Linguistic Processors

Back to index

The header also stores the information about which linguistic processors produced the KAF document, described under <linguisticProcessors> elements. There can be several <linguisticProcessors> elements, one per KAF layer. KAF layers correspond to the top-level elements of the documents, such as "text", "terms", "deps" etc. Each <linguisticProcessors> element contains one or several <lp> elements, each one describing one specific linguistic processor. <lp> elements have the following attributes:

  • name: the name of the processor
  • version: processor’s version
  • timestamp: a timestamp, denoting the date/time at which the processor was launched. The timestamp follows the XML Schema xs:dateTime type .

Example:

<linguisticProcessors layer="text">
  <lp name="Freeling" version="2.1" timestamp="2012-06-25T10:05:00Z"/>
</linguisticProcessors>
<linguisticProcessors layer="terms">
  <lp name="Freeling" version="2.1" timestamp="2012-06-25T10:10:19Z"/>
  <lp name="ukb" version="0.1.2" timestamp="2012-06-25T16:10:19Z"/>
</linguisticProcessors>
<linguisticProcessors layer="namedEntities">
  <lp name="Standfort_NE" version="0.1" timestamp="200120626_00:10:19Z"/>
  <lp name="kybot_NE" version="0.1" timestamp="200120626_00:10:19Z"/>
</linguisticProcessors>

Header example

Back to index

Full example of a KAF header:

<kafHeader>
  <fileDesc title="3.3012" author="casa400" filename="residence_hostal" filetype="PDF" pages="19"/>
  <public publicId="3.3012"
    uri="http://casa400.com/docs/residence.pdf" />
  <linguisticProcessors layer="text">
    <lp name="Freeling" version="2.1" timestamp="2012-06-25T10:05:00Z"/>
  </linguisticProcessors>
  <linguisticProcessors layer="terms">
    <lp name="Freeling" version="2.1" timestamp="2009-06-25T10:10:19Z"/>
    <lp name="ukb" version="0.1.2" timestamp="2012-06-25T16:10:19Z"/>
  </linguisticProcessors>
  <linguisticProcessors layer="namedEntities">
    <lp name="kybot_NE" version="0.1" timestamp="2012-06-26T00:10:19Z"/>
  </linguisticProcessors>
</kafHeader>

Wordforms

Back to index

After the tokenization step, all word forms are annotated within the element, and each form is enclosed by a element.
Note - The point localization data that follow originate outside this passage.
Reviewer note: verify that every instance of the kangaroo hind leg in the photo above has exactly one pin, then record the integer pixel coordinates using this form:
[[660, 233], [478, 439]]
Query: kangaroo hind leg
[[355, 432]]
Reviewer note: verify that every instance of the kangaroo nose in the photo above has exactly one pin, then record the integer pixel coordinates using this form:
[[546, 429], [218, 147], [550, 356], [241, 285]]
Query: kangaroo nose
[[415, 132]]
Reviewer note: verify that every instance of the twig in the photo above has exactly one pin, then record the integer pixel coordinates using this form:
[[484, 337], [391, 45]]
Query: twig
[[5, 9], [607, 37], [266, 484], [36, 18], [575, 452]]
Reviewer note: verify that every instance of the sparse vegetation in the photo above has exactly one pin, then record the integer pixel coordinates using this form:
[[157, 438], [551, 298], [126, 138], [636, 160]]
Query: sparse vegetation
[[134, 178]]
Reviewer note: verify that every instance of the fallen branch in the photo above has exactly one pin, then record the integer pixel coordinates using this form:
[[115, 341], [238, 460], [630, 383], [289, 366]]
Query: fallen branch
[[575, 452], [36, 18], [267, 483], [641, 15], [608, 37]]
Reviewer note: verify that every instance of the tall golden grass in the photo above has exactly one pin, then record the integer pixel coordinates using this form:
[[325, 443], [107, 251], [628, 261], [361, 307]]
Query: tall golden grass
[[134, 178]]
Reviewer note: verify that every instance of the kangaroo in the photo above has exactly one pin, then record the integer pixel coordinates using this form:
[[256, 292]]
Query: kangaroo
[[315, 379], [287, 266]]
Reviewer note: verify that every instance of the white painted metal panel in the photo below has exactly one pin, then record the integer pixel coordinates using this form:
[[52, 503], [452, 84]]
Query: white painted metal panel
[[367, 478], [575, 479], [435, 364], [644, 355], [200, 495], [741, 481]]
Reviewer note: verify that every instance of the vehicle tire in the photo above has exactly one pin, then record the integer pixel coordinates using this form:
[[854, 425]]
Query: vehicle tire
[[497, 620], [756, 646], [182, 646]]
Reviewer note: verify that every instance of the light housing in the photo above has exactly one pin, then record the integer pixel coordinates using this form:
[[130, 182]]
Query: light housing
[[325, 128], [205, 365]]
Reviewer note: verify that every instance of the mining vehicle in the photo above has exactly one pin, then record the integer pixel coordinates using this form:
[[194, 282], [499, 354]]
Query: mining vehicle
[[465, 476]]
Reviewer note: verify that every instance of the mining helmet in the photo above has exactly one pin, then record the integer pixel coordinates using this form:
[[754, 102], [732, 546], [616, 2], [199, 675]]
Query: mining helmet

These elements have the following attributes:

  • wid: the id for the word form (unique in the file).
  • sent (optional): sentence id of the token
  • para (optional): paragraph id
  • page (optional): page id
  • offset (optional): The offset (in characters) of the original word form
  • length (optional): The length (in characters) of the original word form
  • xpath (optional): in case of source xml files, the xpath expression identifying the original word form

Examples of word level annotations:

<text>
  <wf wid="w1" offset="0" length="4" sent="1" para="1">John</wf>
  <wf wid="w2" offset="5" length="6" sent="1" para="1">taught</wf>
  <wf wid="w3" offset="12" length="11" sent="1" para="1">mathematics</wf>
  <wf wid="w4" offset="24" length="2" sent="1" para="1">20</wf>
  <wf wid="w5" offset="27" length="7" sent="1" para="1">minutes</wf>
  <wf wid="w6" offset="35" length="5" sent="1" para="1">every</wf>
  <wf wid="w7" offset="41" length="6" sent="1" para="1">Monday</wf>
  <wf wid="w8" offset="48" length="2" sent="1" para="1">in</wf>
  <wf wid="w9" offset="51" length="3" sent="1" para="1">New</wf>
  <wf wid="w10" offset="55" length="3" sent="1" para="1">York</wf>
  <wf wid="w11" offset="59" length="1" sent="1" para="1">.</wf>
</text>

Terms

Back to index

Terms refer to previous word forms (and groups multi-words) and attach lemma, part of speech, synset and name entity information. <term> elements have the following attributes:

  • tid: unique identifier, starting with t
  • type: type of the term . Currently, 2 values are possible:
  • open: open class word
  • close: closed class word
  • lemma: lemma of the term
  • pos: part of speech (Section 3.4.1).
    • common noun (N)
    • proper noun (R)
    • adjective (G)
    • verb (V)
    • preposition (P)
    • adverb (A)
    • conjunction (C)
    • determiner (D)
    • other (O)
  • morphofeat (optional): morphosyntactic feature encoded as a single attribute.
  • head: if the term is a compound, the id of the head component (Section 3.4.4).
  • case (optional): declension case of the term.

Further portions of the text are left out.